Though, simply raising the age is not without its challenges. The report acknowledges that a significant portion of individuals aged 60-64 rely heavily on the grant, and many face barriers to employment.Therefore,a successful reform requires a multifaceted approach.
Several approaches warrant consideration:
- Phased Implementation with Exceptions: A gradual increase in the eligibility age, coupled with exemptions for particularly vulnerable groups – such as individuals with disabilities – could soften the blow.
- Expanding Employment Options for Older Workers: Raising the grant age is less viable if individuals in their early 60s are unable to find work. Incentives for employers to retain or hire older workers are crucial.
- Strengthening Contributory Retirement Schemes: Reducing reliance on the old age grant requires accelerating reforms to broaden participation in private retirement savings, ensuring fewer citizens reach age 60 with no savings.
- Targeted Social Protection: Instead of worldwide exclusion, South Africa could implement a means-tested support system for those aged 60-64 who demonstrably have no other income source.
The Treasury has already indicated “there are no planned changes” to the current eligibility age of 60,acknowledging the political sensitivity of the issue. Any attempt to raise the threshold will undoubtedly face fierce resistance from advocacy groups and communities heavily reliant on the grant. However, as one analyst noted, “political expediency cannot forever override fiscal arithmetic.” With national debt projected to surpass 90% of GDP by 2040 under current longevity pressures, difficult choices must be made.

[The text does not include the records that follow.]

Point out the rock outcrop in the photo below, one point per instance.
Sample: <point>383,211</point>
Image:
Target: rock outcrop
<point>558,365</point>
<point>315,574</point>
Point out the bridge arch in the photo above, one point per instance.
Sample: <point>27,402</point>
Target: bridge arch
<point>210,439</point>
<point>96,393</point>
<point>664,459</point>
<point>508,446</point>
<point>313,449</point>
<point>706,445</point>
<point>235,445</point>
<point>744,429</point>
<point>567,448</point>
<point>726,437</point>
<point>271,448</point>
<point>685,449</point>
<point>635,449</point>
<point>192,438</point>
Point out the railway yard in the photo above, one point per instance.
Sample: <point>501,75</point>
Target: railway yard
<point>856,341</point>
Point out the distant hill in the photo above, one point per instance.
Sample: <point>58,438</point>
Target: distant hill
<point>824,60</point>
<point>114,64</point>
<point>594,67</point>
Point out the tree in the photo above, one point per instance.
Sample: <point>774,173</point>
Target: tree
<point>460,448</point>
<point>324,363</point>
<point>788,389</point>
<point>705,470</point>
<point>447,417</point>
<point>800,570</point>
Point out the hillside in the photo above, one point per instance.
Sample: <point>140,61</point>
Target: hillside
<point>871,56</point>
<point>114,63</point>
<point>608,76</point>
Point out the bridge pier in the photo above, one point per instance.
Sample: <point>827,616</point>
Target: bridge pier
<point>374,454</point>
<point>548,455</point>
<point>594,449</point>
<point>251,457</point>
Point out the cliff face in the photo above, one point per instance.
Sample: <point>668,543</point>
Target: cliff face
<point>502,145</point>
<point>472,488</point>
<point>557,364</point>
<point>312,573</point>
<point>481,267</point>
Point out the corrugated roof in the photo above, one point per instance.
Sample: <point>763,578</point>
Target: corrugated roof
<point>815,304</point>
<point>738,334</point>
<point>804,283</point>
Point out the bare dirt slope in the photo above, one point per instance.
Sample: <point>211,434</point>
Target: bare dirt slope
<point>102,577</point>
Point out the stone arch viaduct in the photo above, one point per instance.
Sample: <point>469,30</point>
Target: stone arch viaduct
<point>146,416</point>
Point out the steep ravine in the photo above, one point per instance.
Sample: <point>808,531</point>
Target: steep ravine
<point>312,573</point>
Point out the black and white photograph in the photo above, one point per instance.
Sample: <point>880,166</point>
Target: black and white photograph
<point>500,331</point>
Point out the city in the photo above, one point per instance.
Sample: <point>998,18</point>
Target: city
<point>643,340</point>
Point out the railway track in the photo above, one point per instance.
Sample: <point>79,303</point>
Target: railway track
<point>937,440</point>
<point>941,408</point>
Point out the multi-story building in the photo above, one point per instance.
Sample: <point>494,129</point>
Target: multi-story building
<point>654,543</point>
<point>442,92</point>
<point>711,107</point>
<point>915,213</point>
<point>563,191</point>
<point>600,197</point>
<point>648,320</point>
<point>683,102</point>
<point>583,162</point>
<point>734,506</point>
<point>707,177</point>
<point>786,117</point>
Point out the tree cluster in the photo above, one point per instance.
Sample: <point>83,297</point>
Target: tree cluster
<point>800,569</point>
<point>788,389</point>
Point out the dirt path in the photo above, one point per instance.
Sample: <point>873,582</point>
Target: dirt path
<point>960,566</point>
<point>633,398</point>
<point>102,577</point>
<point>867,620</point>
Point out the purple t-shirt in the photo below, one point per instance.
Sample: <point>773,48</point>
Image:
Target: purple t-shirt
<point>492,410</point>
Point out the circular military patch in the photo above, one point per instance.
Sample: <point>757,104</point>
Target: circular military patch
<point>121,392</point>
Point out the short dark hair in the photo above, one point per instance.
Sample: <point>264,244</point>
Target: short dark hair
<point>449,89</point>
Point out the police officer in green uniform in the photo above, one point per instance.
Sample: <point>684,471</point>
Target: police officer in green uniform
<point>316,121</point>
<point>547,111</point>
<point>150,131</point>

A Necessary, Difficult Conversation
Longevity is a testament to progress, but it also fundamentally reshapes the social contract. South Africa cannot indefinitely sustain a system where one in three elderly beneficiaries begins receiving grants at age 60, while the working-age population struggles with mass unemployment and a limited tax base. Raising the old age grant qualifying age is not a panacea, but a complex reform with significant trade-offs.
The fiscal stakes are too high to ignore, and the conversation must begin now, before a full-blown debt crisis forces a reactive response. The true challenge for policymakers lies in designing a reform that preserves the dignity of older South Africans while simultaneously restoring fiscal sustainability. If implemented carefully, raising the age could be part of a broader strategy that transforms longevity from a looming liability into a manageable, and even positive, aspect of South Africa’s future.